Update the relevant information if there are inaccuracies or the relevant information is incomplete. At D&B, you can do this at: https://iupdate.dnb.com/iUpdate/viewiUpdateHome.htm. For Experian, go here: www.experian.com/small-business/business-credit-information.jsp. And for Equifax, go here: www.equifax.com/business/small-business.
So, what’s all this monitoring for? It’s to challenge any errors in your records. Errors in your credit report(s) can be corrected. But the CRAs usually want you to dispute in a particular way.
Get your business’s PAYDEX report at: www.dnb.com/about-us/our-data.html. Get your company’s Experian report at: www.businesscreditfacts.com/pdp.aspx?pg=SearchForm. And get your Equifax corporate credit report at: www.equifax.com/business/credit-information.

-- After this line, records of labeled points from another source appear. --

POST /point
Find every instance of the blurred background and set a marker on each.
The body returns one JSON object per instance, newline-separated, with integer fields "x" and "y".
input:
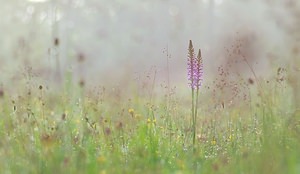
{"x": 117, "y": 41}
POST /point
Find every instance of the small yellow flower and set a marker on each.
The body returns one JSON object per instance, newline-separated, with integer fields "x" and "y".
{"x": 131, "y": 111}
{"x": 101, "y": 159}
{"x": 213, "y": 141}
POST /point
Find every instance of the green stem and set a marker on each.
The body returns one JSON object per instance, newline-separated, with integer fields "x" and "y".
{"x": 193, "y": 116}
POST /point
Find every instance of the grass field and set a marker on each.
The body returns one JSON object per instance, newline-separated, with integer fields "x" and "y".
{"x": 244, "y": 126}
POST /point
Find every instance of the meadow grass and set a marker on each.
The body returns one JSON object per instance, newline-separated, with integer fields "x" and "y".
{"x": 113, "y": 130}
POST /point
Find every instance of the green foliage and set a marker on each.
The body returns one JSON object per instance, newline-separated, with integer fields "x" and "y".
{"x": 81, "y": 133}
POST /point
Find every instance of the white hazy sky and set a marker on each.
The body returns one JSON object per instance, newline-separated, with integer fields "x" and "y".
{"x": 118, "y": 37}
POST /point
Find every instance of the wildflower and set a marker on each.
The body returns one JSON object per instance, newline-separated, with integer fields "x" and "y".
{"x": 101, "y": 159}
{"x": 131, "y": 111}
{"x": 213, "y": 141}
{"x": 195, "y": 73}
{"x": 195, "y": 67}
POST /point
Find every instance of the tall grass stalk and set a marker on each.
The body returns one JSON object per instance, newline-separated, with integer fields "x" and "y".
{"x": 195, "y": 72}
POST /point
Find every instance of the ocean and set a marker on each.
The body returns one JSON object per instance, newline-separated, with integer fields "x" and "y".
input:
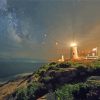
{"x": 8, "y": 70}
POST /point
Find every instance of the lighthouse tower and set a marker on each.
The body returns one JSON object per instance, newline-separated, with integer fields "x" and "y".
{"x": 74, "y": 52}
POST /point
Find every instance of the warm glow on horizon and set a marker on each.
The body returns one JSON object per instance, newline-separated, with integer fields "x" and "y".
{"x": 73, "y": 44}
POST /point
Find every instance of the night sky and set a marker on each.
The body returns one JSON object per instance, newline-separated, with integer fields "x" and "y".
{"x": 43, "y": 29}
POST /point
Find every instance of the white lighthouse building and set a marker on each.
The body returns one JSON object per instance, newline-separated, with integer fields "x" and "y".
{"x": 74, "y": 52}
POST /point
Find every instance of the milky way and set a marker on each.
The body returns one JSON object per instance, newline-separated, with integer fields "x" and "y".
{"x": 32, "y": 28}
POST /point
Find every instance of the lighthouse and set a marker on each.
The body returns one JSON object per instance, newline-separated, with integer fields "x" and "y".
{"x": 74, "y": 52}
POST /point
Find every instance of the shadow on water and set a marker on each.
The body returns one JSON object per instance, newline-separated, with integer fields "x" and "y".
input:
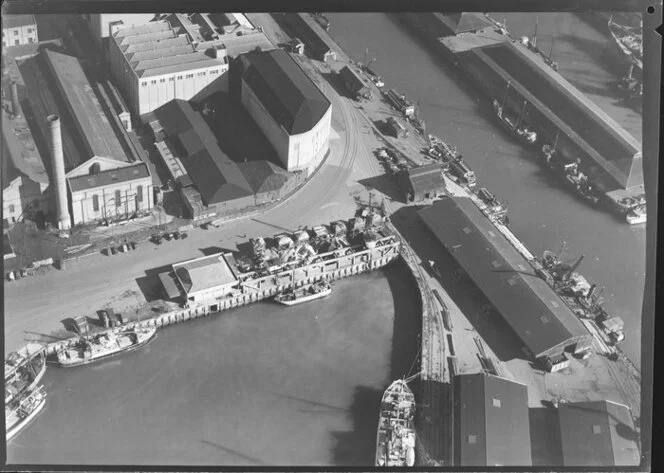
{"x": 491, "y": 327}
{"x": 356, "y": 447}
{"x": 236, "y": 453}
{"x": 545, "y": 442}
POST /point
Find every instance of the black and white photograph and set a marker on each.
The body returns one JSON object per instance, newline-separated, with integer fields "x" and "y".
{"x": 350, "y": 238}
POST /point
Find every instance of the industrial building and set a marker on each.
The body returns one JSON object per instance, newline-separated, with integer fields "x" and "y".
{"x": 491, "y": 421}
{"x": 598, "y": 434}
{"x": 286, "y": 105}
{"x": 354, "y": 83}
{"x": 19, "y": 29}
{"x": 422, "y": 182}
{"x": 180, "y": 57}
{"x": 527, "y": 303}
{"x": 94, "y": 173}
{"x": 200, "y": 279}
{"x": 560, "y": 113}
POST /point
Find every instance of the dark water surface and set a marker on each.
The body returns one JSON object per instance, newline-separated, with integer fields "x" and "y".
{"x": 542, "y": 213}
{"x": 260, "y": 385}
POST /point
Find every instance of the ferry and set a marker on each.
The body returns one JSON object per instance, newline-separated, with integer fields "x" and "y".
{"x": 637, "y": 215}
{"x": 103, "y": 345}
{"x": 22, "y": 411}
{"x": 522, "y": 133}
{"x": 305, "y": 294}
{"x": 395, "y": 440}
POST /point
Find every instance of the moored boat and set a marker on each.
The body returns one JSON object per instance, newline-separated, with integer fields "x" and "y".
{"x": 22, "y": 410}
{"x": 395, "y": 440}
{"x": 305, "y": 294}
{"x": 86, "y": 350}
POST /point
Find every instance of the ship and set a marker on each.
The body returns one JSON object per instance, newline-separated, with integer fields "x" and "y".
{"x": 22, "y": 410}
{"x": 24, "y": 369}
{"x": 628, "y": 42}
{"x": 305, "y": 294}
{"x": 395, "y": 442}
{"x": 84, "y": 350}
{"x": 522, "y": 133}
{"x": 637, "y": 215}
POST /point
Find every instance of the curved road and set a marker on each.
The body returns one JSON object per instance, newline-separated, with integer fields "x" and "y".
{"x": 35, "y": 307}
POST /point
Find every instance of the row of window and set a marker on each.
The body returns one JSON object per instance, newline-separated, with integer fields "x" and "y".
{"x": 117, "y": 199}
{"x": 186, "y": 76}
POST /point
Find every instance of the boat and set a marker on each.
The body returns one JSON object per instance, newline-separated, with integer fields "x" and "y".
{"x": 19, "y": 413}
{"x": 628, "y": 42}
{"x": 103, "y": 345}
{"x": 24, "y": 369}
{"x": 395, "y": 440}
{"x": 522, "y": 133}
{"x": 637, "y": 215}
{"x": 305, "y": 294}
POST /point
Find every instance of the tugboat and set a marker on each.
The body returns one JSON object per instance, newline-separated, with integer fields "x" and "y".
{"x": 19, "y": 413}
{"x": 86, "y": 350}
{"x": 395, "y": 442}
{"x": 522, "y": 133}
{"x": 305, "y": 294}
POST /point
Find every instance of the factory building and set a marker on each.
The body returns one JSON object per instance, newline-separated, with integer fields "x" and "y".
{"x": 546, "y": 326}
{"x": 491, "y": 421}
{"x": 19, "y": 29}
{"x": 287, "y": 106}
{"x": 598, "y": 434}
{"x": 180, "y": 57}
{"x": 94, "y": 174}
{"x": 200, "y": 279}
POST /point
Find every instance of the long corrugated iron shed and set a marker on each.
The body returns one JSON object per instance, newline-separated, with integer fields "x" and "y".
{"x": 533, "y": 310}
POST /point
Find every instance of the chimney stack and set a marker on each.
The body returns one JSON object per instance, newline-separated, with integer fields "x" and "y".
{"x": 59, "y": 184}
{"x": 16, "y": 109}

Disputing credit report errors usually means you mail a paper letter with copies of any proof of payment with it. These are documents like receipts and cancelled checks. Never mail the originals. Always send copies and retain the originals.
Fixing credit report inaccuracies also means you specifically itemize any charges you challenge. Make your dispute letter as crystal clear as possible. Be specific about the problems with your report. Use certified mail so that you will have proof that you sent in your dispute.
Dispute your or your business’s Equifax report by following the instructions here: www.equifax.com/small-business-faqs/#Dispute-FAQs.
You can dispute mistakes on your or your small business’s Experian report by following the directions here: www.experian.com/small-business/business-credit-information.jsp.
And D&B’s PAYDEX Customer Service phone number is here: www.dandb.com/glossary/paydex.
Things You Should Know About Building Corporate Credit: A Word about Building Corporate Credit
Always use credit smartly! Never borrow beyond what you can pay back. Track balances and deadlines for repayments. Paying punctually and completely will do more to increase corporate credit scores than just about anything else.
Building corporate credit pays off. Great corporate credit scores help a company get loans. Your loan provider knows the company can pay its financial obligations. They know the business is bona fide.
The business’s EIN links to high scores and loan providers won’t feel the need to request a personal guarantee.
Corporate credit is an asset which can help your small business for years to come.